Quartiers tokyoïtes, partie 1
Tokyo est une ville tentaculaire, la plus grande métropole du monde paraît-il, près de 40 millions d'habitants. Elle est constituée de quartiers assez différents, que j'ai parcouru en plusieurs occasions durant ma quinzaine japonaise. L'impression générale est plus celle d'une ville américaine qu'autre chose : des avenues larges, des gratte-ciels ici et là, des gestes architecturaux inventifs, des boutiques d'une économie globalisée, comme on peut en voir partout dans le monde. Tokyo ayant été largement détruite pendant la Seconde Guerre Mondiale, les traces du passé sont effacées, et les Japonais, pas rancuniers, ont repris les standards américains pour reconstruire leurs grandes villes, au point que Tokyo a par endroit des airs de Manhattan.
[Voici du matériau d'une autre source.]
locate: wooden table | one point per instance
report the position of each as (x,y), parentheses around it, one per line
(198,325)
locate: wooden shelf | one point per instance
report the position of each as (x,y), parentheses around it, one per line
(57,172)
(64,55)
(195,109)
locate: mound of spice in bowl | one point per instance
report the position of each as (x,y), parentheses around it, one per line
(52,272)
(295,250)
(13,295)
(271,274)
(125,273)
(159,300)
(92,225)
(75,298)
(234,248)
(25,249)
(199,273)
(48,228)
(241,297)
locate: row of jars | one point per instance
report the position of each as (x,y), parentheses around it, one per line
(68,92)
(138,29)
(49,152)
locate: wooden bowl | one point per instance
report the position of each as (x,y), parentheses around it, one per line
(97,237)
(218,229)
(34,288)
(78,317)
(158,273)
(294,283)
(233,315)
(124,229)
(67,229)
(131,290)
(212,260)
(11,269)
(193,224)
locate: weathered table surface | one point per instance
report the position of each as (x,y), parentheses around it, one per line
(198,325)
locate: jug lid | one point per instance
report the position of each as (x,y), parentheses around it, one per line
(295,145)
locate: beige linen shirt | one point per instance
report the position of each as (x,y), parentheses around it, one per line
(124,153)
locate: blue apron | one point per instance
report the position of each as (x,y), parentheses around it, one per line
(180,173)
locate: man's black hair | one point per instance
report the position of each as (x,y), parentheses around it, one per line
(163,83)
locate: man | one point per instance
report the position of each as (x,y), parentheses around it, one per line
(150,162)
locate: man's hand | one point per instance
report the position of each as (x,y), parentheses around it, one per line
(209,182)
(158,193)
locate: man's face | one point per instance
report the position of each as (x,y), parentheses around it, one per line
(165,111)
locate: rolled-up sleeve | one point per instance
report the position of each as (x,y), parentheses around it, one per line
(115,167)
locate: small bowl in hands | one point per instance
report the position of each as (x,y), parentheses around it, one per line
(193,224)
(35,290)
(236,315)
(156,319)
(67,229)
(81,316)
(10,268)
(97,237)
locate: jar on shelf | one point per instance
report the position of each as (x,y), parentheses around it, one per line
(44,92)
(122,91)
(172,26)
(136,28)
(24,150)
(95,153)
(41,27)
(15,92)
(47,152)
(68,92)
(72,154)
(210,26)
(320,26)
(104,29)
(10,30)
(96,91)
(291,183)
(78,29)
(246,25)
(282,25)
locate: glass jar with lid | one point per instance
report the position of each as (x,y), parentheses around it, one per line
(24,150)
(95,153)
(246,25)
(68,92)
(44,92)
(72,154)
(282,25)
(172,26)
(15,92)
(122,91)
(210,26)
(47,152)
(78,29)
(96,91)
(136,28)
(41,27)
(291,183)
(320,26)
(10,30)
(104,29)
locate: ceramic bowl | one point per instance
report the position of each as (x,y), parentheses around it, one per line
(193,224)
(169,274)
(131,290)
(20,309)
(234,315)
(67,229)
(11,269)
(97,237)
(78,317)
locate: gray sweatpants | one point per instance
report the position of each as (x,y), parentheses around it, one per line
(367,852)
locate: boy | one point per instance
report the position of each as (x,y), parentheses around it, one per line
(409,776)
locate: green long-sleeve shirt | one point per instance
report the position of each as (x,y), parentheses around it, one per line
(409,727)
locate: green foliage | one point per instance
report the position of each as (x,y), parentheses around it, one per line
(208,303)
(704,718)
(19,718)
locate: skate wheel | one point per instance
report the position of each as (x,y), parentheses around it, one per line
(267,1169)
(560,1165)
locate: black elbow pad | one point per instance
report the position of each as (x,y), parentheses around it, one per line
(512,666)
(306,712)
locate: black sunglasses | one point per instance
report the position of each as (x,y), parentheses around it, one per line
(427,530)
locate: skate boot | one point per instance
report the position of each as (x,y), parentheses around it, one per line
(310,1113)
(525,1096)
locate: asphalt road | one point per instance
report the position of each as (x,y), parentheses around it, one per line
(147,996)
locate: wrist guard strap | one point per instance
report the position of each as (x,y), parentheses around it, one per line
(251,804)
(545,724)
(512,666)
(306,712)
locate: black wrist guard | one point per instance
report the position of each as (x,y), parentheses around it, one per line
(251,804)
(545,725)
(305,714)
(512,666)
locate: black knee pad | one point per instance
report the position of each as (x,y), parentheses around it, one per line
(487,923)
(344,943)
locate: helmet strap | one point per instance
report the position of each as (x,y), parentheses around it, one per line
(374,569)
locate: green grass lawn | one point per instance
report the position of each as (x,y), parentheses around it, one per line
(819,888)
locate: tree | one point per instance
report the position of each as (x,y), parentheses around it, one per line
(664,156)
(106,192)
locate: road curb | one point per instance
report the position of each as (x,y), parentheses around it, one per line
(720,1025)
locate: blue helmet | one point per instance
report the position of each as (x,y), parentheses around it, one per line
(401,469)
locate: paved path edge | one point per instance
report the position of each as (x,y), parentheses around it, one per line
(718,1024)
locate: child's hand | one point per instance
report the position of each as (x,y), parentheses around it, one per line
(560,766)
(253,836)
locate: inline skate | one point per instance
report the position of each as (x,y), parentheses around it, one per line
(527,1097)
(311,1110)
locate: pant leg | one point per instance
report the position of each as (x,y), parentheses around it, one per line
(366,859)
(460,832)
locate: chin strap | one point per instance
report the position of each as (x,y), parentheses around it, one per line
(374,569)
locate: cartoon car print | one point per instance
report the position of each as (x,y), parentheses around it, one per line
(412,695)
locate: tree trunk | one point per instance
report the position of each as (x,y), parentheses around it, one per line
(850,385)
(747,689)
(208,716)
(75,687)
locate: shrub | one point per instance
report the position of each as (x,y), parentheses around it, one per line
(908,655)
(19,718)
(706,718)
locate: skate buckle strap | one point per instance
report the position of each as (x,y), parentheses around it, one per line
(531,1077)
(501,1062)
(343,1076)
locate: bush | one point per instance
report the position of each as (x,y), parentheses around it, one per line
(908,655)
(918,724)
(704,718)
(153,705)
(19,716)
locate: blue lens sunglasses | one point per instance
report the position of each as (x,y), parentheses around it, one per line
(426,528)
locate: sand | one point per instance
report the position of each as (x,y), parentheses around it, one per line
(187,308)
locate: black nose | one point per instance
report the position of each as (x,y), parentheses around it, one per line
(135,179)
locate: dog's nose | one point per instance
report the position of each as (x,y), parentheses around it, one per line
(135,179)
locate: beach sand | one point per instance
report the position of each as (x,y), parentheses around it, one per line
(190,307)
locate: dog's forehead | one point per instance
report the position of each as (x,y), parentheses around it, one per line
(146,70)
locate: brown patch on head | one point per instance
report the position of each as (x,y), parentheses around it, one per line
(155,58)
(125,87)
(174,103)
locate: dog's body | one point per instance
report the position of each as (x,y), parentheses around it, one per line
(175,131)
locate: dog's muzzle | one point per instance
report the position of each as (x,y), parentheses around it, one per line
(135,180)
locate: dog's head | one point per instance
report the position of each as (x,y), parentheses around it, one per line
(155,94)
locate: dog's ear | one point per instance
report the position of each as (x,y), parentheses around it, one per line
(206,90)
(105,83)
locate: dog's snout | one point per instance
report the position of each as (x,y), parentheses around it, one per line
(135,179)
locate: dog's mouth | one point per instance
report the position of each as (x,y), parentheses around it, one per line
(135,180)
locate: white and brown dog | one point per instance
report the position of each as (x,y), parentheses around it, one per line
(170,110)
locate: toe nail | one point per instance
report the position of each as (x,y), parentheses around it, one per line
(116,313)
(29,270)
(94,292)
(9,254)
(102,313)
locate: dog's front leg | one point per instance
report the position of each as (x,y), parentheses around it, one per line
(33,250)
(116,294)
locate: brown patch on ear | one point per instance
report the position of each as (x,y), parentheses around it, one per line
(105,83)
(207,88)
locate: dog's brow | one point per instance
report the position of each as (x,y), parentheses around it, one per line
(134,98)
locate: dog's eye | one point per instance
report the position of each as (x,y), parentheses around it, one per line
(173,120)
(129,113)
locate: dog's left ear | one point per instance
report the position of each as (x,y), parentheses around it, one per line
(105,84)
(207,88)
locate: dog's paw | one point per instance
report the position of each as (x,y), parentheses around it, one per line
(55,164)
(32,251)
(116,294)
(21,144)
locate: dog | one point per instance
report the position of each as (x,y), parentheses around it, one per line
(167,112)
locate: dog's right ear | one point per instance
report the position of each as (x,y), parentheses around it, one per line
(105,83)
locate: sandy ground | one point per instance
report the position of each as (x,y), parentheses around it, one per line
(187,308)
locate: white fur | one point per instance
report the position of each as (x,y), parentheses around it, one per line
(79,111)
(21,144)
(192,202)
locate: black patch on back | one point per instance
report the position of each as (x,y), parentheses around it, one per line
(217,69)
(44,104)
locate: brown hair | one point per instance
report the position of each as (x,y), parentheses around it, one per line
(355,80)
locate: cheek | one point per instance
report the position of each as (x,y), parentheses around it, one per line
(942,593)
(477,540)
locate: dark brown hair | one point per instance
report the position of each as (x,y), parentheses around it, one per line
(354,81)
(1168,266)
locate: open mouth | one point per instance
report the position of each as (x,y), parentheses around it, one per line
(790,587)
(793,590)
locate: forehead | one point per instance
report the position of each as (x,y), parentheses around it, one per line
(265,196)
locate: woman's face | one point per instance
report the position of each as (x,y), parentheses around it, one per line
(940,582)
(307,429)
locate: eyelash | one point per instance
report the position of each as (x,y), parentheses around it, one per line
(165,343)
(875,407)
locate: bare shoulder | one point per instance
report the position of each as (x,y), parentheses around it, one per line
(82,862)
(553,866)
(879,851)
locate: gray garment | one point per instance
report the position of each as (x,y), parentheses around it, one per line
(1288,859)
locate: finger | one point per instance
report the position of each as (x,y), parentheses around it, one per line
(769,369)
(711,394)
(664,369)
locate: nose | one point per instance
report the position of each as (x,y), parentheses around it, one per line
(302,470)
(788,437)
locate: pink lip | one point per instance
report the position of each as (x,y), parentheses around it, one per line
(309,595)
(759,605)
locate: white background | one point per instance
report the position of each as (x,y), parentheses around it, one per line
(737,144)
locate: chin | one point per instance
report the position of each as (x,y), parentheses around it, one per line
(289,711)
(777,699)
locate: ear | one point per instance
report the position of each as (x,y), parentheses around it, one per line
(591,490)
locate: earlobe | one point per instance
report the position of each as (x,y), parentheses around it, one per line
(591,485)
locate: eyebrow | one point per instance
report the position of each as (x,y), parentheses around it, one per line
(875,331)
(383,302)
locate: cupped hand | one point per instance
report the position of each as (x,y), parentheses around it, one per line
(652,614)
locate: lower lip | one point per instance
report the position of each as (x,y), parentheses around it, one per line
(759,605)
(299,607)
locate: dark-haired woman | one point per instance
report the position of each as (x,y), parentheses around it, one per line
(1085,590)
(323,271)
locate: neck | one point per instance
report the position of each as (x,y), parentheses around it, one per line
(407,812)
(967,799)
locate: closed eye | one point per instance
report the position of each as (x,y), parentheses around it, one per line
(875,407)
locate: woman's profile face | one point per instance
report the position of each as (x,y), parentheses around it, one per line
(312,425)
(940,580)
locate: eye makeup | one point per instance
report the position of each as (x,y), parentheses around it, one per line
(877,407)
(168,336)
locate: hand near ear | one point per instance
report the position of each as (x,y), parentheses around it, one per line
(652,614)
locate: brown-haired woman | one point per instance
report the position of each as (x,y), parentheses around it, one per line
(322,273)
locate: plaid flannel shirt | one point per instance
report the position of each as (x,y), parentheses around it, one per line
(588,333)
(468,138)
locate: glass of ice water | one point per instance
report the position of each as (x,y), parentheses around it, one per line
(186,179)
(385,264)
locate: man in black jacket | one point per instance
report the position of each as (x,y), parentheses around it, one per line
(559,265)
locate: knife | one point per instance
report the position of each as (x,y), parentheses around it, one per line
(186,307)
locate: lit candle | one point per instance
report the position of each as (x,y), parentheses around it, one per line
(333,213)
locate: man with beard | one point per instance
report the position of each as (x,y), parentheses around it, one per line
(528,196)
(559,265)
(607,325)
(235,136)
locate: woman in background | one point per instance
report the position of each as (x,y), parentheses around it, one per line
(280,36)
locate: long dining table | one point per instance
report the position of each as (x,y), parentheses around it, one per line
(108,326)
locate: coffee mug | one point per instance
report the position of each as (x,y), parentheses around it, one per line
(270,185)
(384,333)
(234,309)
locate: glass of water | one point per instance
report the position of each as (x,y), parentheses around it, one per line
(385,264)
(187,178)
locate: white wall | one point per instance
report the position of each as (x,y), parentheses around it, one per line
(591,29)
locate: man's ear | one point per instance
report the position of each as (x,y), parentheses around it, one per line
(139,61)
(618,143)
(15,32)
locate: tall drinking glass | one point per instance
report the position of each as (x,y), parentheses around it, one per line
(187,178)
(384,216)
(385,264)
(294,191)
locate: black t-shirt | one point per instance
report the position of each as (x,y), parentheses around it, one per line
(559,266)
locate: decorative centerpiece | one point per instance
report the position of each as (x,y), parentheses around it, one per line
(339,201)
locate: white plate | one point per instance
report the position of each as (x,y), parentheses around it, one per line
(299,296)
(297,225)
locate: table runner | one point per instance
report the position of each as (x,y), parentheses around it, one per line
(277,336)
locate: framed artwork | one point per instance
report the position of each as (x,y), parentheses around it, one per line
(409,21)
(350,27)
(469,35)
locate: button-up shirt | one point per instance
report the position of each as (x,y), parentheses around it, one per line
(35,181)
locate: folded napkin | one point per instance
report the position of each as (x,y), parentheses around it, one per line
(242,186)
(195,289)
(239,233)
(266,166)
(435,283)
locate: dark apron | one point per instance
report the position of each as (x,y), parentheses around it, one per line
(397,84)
Acte I, Harajuku. C'est le quartier branché, les jeunes viennent y faire leurs courses, parfois costumés comme à Carnaval, en mode cosplay (costumade selon l'Académie) pour se montrer et frimer un peu. C'est notre première sortie, en groupe, après avoir atterri le matin même à Tokyo-Haneda. Il pleut à verse lorsque l'on enfile la fameuse rue Takeshita où se pressent des nuées de parapluies colorés. Les yeux sont tout de suite attirés par les devantures multicolores, notamment celles des fast food qui proposent d'étranges combinaisons d'Orient et d'Occident, comme ces gaufres, reproduites à l'aide de plastique en vitrine. Un café à thème propose ses consommations plus loin dans la rue : au Japon, les thèmes animaliers sont à la mode, et en guise d'animaux, on en trouve non seulement des photos sur les murs ou des statuettes, mais aussi, surtout, des animaux en chair et en os qui déambulent dans les lieux, se laissant approcher, porter, nourrir par les consommateurs. Ici, c'est le café à cochons qui est la vedette, mais on en trouve aussi avec des chats, des chiens, des lapins, et d'autres encore ! Je remonte l'avenue Omotesando pour revenir, les Champs Elysées de la ville, avec boutiques occidentales qui se partagent les mètres carrés : Armani, Vuitton, Dior, Prada, voilà qui nous ramène bien vite dans notre bonne vieille Europe.
Acte II, Shibuya. Après une première excursion vers le Sud et le Fuji Yama, retour à Tokyo, autour de Shibuya. C'est un des grands quartiers commerçants de la ville, regorgeant de grands magasins chics, temple de la mode aussi. Le carrefour de Hachiko, ou Shibuya Crossing, est le plus célèbre de la ville, peut-être du monde : 5 passages piétons, dont un en diagonale, le quadrillent. Le spectacle est intermittent, tous les piétons sont à l'arrêt tandis que les voitures défilent, puis d'un coup, les feux changent de couleurs, et une marée humaine déferle 55 secondes durant sur le carrefour, dans un flux interrompu ensuite par le changement de feux suivant, et ainsi de suite ... On apprécie le spectacle d'en bas, en attendant que la marée humaine monte vers vous, ou en se joignant à elle pour traverser. Ou d'en haut, depuis les étages ou le sommet d'une des tours voisines. Justement, avant la tombée de la nuit, il est temps d'aller sur l'une de ces tours dont le toit est aménagé en observatoire. Le soleil descend à l'horizon, les couleurs du ciel changent, les lumières commencent à scintiller et à illuminer Tokyo, le spectacle est fascinant, on voit ici le futur Stade Olympique, là le port de la ville, et au loin le mont Fuji qui s'assombrit tandis que la nuit gagne la partie. Le quartier est une sorte de Times Square nippon, les enseignes lumineuses constellent tant le fameux carrefour que les rues commerçantes des environs, dans lesquelles des groupes de jeunes filles jouent aux fashionistas en faisant leur shopping.
Acte III, Shinjuku. Shinjuku est d'abord la plus grande gare de Tokyo, et du Monde, qui voit passer près de 4 millions de voyageurs chaque jour, lesquels s'engouffrent dans les 200 entrées qui permettent d'y accéder, pour prendre son train ou une des nombreuses lignes de métro qui s'y croisent. Le matin, aux heures de pointe, l'animation est incroyable, salarymen et autres employés courent quasiment dans les couloirs interminables et les halls démesurés pour rejoindre leur travail. L'image que beaucoup ont de Shinjuku est aussi celle d'un quartier particulier, popularisé par livres et films, celui de Kabukicho. C'est le quartier "chaud" de la ville, parfois comparé à Pigalle, où régnaient (et parfois règnent encore) les yakuzas, ces mafiosi locaux, repaire des bars à hôtesses, des cinémas pornos, des restos miteux, même si la normalisation galopante change la donne à toute vitesse ces derniers temps.